日本で展開されるパラマウントプラスでもこうしたオリジナル作品がラインナップされていきますが、ゼロから開発したオリジナル新作の数が競合他社に比べて圧倒的に少ないことがパラマウントプラスの弱点として無視できません。本国のアメリカでもシルヴェスター・スタローン主演のクライムドラマ「タルサ・キング」などオリジナル新作が追加されていますが、まだ代表作と言えるものがないのが実情です。
オリジナル数が同じく少ないApple TV+と比べても、ジェニファー・アニストンとリース・ウィザースプーンが主演するApple TV+オリジナル「ザ・モーニングショー」のようにエンターテインメント界最高峰のエミー賞を受賞し続ける作品がまだありません。
世界的な経済不況の影響で、一部のプレーヤーはコンテンツ出資計画に慎重になっている向きがありますが、オリジナル番組は依然として、加入者や視聴時間を増加させる重要な要素です。現にNetflixは各国のオリジナル作品や独占番組の量を増やし続け、パラマウントプラスも2025年に150作の国際オリジナルコンテンツを制作する予定であることを表明しています。
トム・クルーズの作品や往年のヒット作品をもってしても、国産コンテンツに勝るものはありません。パラマウント・グローバルのアジア責任者キャサリン・パークに日本でのローカルオリジナル製作の可能性について尋ねると、断言はしなかったものの、「韓国の事例もあるので、興味は当然あります」と、前向きな回答でした。

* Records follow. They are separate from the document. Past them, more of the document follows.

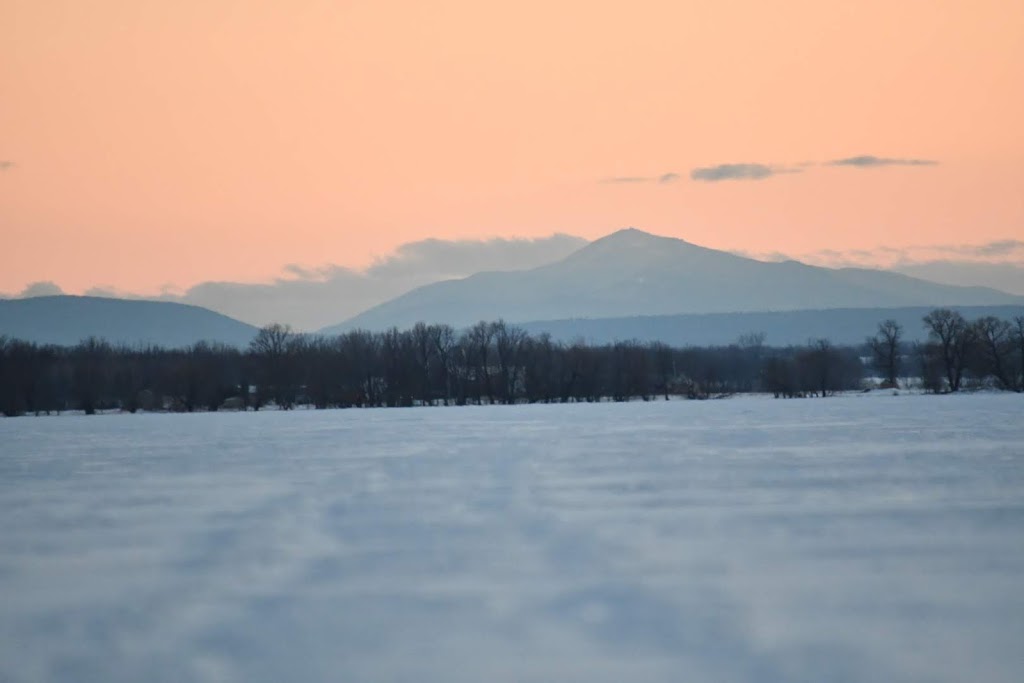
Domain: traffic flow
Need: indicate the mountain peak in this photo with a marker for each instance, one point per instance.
(636, 236)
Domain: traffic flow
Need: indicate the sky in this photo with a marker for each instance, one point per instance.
(151, 146)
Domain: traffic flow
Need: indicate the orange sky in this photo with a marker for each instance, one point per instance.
(145, 142)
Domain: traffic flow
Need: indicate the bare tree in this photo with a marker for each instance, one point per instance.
(272, 348)
(1017, 330)
(994, 348)
(953, 337)
(885, 347)
(509, 341)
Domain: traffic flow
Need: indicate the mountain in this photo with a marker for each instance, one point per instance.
(631, 272)
(68, 319)
(840, 326)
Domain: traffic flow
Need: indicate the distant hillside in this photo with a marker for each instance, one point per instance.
(841, 326)
(631, 272)
(67, 319)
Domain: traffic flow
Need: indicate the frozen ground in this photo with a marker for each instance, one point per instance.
(747, 540)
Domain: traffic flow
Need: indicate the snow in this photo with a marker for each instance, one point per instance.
(742, 540)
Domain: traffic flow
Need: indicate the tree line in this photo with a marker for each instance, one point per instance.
(489, 363)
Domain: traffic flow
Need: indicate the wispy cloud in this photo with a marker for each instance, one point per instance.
(736, 172)
(868, 161)
(42, 288)
(998, 264)
(312, 297)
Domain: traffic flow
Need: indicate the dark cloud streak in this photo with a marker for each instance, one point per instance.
(733, 172)
(868, 161)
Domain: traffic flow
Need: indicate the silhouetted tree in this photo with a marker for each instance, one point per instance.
(885, 347)
(994, 350)
(953, 337)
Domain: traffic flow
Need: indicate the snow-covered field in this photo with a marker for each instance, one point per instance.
(850, 539)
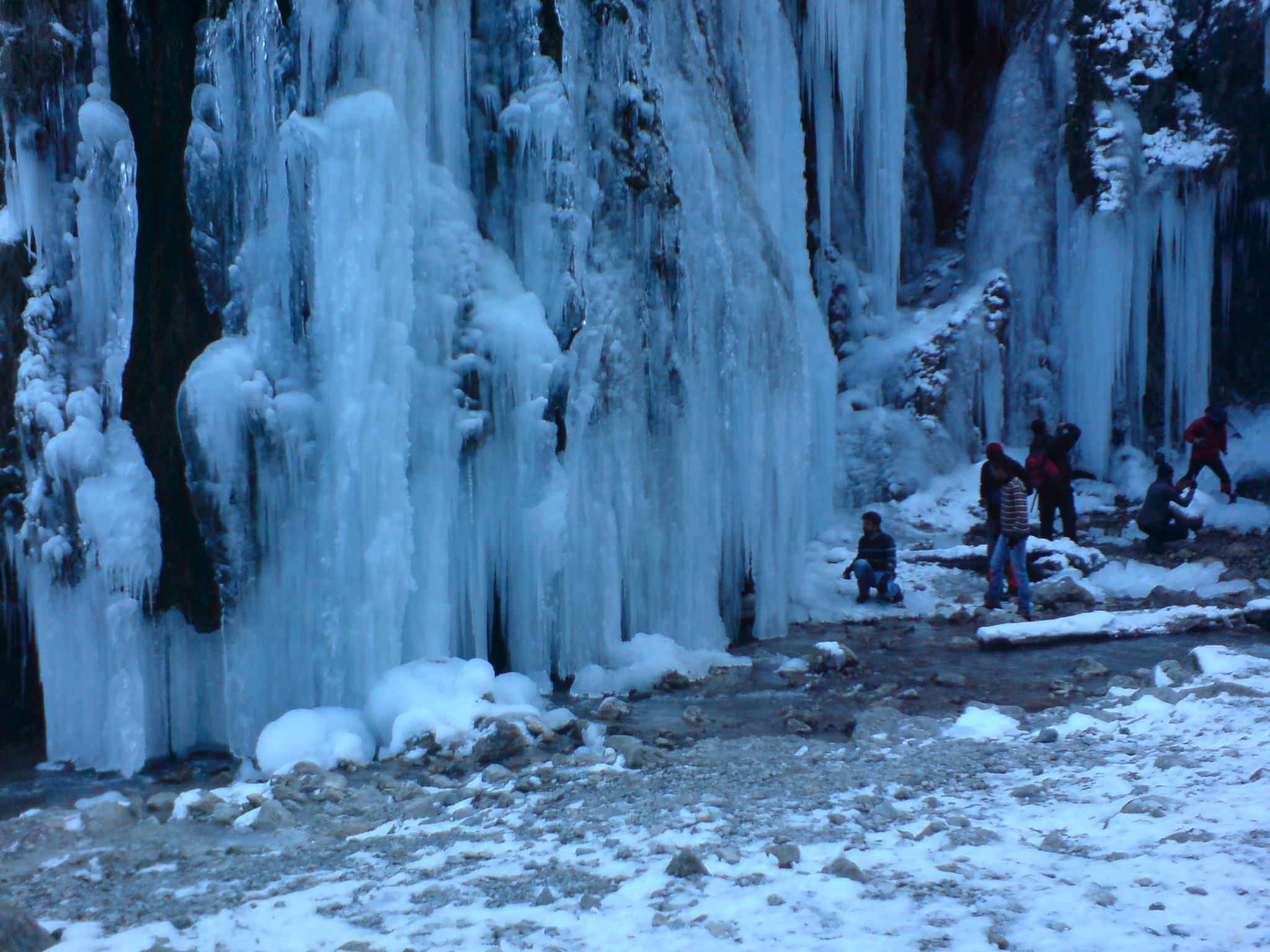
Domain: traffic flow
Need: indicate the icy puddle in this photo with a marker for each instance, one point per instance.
(1137, 823)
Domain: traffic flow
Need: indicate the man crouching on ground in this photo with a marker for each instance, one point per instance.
(876, 563)
(1013, 541)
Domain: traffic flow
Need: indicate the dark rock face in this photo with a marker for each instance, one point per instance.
(153, 56)
(19, 932)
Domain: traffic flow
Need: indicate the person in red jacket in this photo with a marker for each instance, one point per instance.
(1207, 437)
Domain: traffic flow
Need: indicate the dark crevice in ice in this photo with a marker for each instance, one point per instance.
(153, 79)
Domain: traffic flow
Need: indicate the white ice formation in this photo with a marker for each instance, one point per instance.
(523, 346)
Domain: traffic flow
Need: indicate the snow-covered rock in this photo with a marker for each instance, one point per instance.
(1116, 625)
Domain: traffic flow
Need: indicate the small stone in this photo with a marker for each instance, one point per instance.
(104, 819)
(226, 814)
(996, 937)
(785, 855)
(845, 870)
(686, 863)
(272, 816)
(407, 791)
(19, 932)
(1103, 897)
(694, 715)
(613, 710)
(495, 774)
(161, 805)
(637, 754)
(1089, 668)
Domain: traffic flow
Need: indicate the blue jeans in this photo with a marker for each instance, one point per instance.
(1018, 557)
(866, 578)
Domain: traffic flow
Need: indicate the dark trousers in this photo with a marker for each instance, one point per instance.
(1062, 501)
(993, 526)
(1197, 467)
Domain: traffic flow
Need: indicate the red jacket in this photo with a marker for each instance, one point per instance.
(1207, 438)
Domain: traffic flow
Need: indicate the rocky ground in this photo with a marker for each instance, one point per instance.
(904, 790)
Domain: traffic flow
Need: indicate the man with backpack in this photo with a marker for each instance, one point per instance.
(1050, 474)
(1013, 542)
(876, 563)
(1158, 518)
(990, 498)
(1207, 437)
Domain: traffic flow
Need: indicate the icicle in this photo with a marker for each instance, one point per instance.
(1186, 234)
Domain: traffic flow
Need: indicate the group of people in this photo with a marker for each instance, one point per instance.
(1005, 490)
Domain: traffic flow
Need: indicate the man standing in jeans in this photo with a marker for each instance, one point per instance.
(876, 563)
(1013, 541)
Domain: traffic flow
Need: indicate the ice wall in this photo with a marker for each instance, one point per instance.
(1088, 275)
(521, 356)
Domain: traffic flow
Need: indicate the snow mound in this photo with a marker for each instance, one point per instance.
(984, 724)
(1110, 625)
(1242, 516)
(327, 736)
(1130, 579)
(111, 796)
(445, 697)
(644, 660)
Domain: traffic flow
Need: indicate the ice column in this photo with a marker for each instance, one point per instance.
(859, 45)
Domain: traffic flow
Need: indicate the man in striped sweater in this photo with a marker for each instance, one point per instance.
(1013, 541)
(876, 563)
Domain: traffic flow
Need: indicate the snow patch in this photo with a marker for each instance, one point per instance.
(644, 660)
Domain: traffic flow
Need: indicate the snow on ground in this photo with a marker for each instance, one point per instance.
(1142, 826)
(929, 528)
(1109, 625)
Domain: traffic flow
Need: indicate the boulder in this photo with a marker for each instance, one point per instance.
(104, 819)
(272, 816)
(685, 865)
(19, 932)
(846, 870)
(613, 710)
(500, 741)
(1064, 589)
(161, 805)
(1089, 668)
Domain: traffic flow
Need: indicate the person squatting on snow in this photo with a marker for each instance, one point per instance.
(876, 562)
(1158, 518)
(990, 498)
(1050, 474)
(1013, 541)
(1207, 437)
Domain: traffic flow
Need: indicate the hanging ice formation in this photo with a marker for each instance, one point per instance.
(521, 357)
(1078, 333)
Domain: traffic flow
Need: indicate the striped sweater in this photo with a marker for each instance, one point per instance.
(1014, 509)
(879, 552)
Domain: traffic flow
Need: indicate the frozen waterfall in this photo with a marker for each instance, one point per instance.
(540, 324)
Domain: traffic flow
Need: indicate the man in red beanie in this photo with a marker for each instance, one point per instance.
(990, 498)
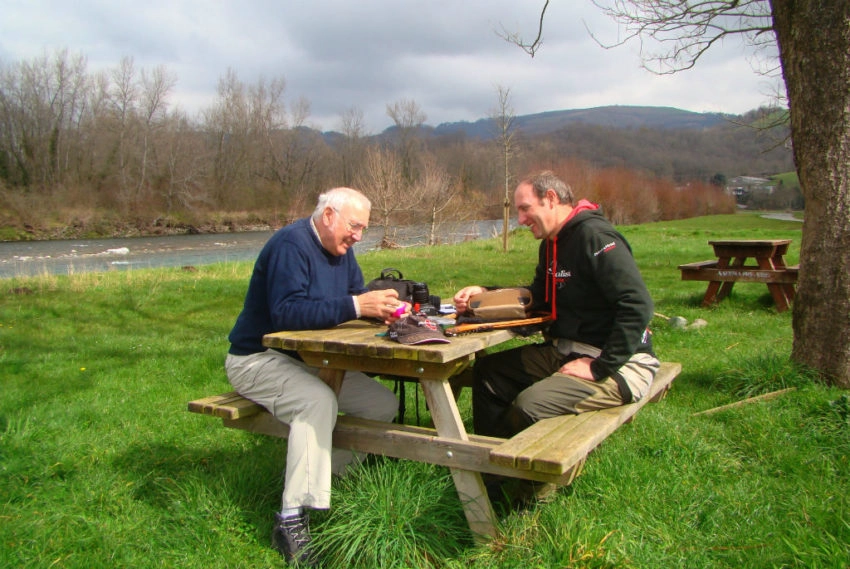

ドラマ制作機能を持つパートナーのWOWOWを筆頭に、日本でのオリジナル新作の取り組みは今後、十分に考えられるでしょう。
いずれにしろ、遅れてやってきたパラマウントプラスの日本上陸は、WOWOWとJCOMがパラマウントプラスの価値を利用し、加入者にメリットを感じてもらえるのかが勝負どころとなるのは間違いないです。